CA-125 monitoring is generally recommended if the levels are initially elevated. CT scan and other radiological imaging should also be performed if necessary. On the ground of the NCCN guideline for ovarian cancer, it remains controversial whether the patients who are in complete remission but present with merely an increasing CA-125 with negative symptom or negative radiological findings (called biochemical relapse) need to be treated. We gave additional cycle of intraperitoneal chemotherapy to our patient after she had reached the stage of biochemically relapsing. The serum CA-125 continued rising (Fig. 3), which followed by pleural effusion. Though the intravenous docetaxel plus cisplatin effectively reduced the serum CA-125 level, the pleural effusion was not well controlled and cytologic analysis of the pleural fluid was persistently positive for malignant cells. Malignant pleural effusion (MPE) has been considered to be associated with a poor prognosis. CRS + HIPEC regime has been proved to be of survival benefit for this group of patients [19].
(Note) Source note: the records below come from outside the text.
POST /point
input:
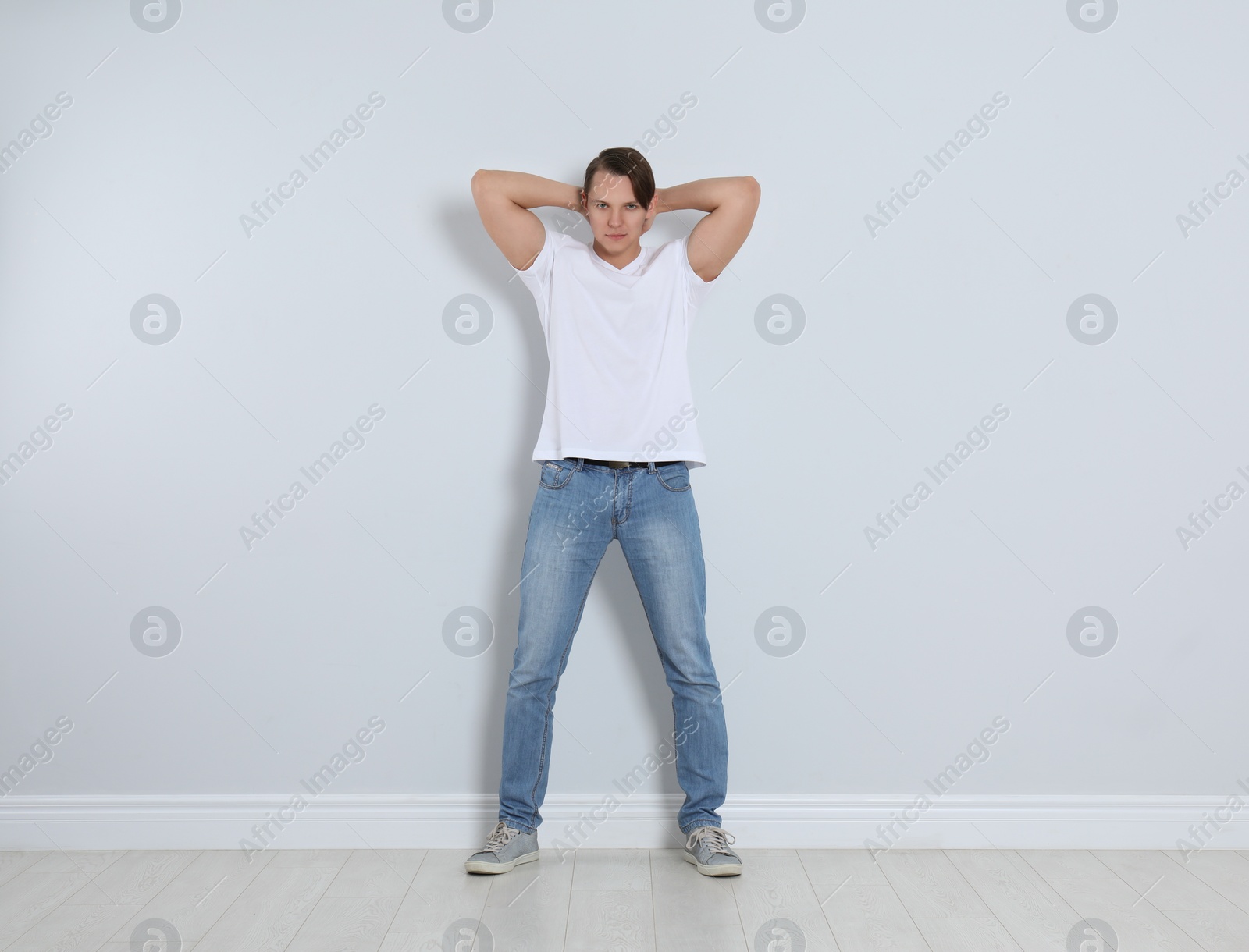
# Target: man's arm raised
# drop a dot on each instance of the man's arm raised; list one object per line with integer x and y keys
{"x": 732, "y": 203}
{"x": 504, "y": 200}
For our patient, neoadjuvant chemotherapy was followed by a dramatic CA-125 level drop and less postoperative complications, which testified the effect of NAC on reducing tumor mass and decreasing operation-related complications. However, whether NAC provides survival benefit needs to be further studied. When the serum CA-125 levels were analyzed retrospectively, we found the CA-125 levels before the next course of chemotherapy were lower than that of the previous hospitalization. If a persistent drop occurs between the two courses of chemotherapies, we could prolong the time interval between the chemotherapies so that the toxic effects of chemotherapy agents can be reduced. According to Isik et al. study [19], 1 year survival of patient with MPE was less than 0.8%. With CRS + HIPEC, our patient has been alive for over 7 years with a good quality of life.

Conclusions

As a relatively new regime, the application of CRS + HIPEC in our patient has been proved example for MPE management, although more large-scale studies are needed to substantiate its efficiency and safety.